Voici encore trois tableaux, en des tonalités très différentes, mais également excellents, tant par la puissance de l’évocation que par la qualité de l’émotion :

1o « Nous avons traversé des bois jonchés d’arbres, des champs désolés, où les cadavres des soldats de la Garde sont encore étendus dans leurs belles capotes, leurs visages sans chair tournés vers le ciel, et, tout autour, des débris d’armes et d’équipement. »

2o « J’ai vu, dans une maison écroulée, dans une chambre comme suspendue, un petit lapin en peluche, à côté d’un chapeau de très petite fille recouvert de petites roses, et j’ai été tout ému. »

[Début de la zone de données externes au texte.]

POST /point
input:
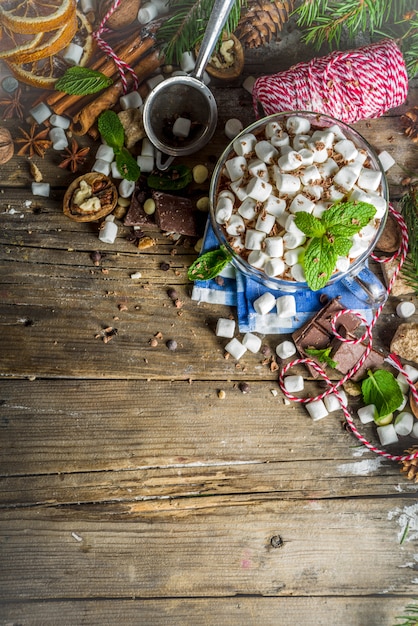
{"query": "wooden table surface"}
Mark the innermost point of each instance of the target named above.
(131, 492)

3o « Nous avons continué nos marches nocturnes vers l’ouest ; j’éprouve moins de fatigue ; je marche le nez levé vers le ciel étoilé, regardant chavirer les constellations. L’ami Bl… me récite, de sa voix chaude, des vers cornéliens, je m’endors quelquefois sur son épaule tout en marchant. Mon lieutenant me raconte des batailles de Napoléon ; on arrive à l’aube dans un village de la Meuse ; le régiment se répand dans les prés qui bordent la route… »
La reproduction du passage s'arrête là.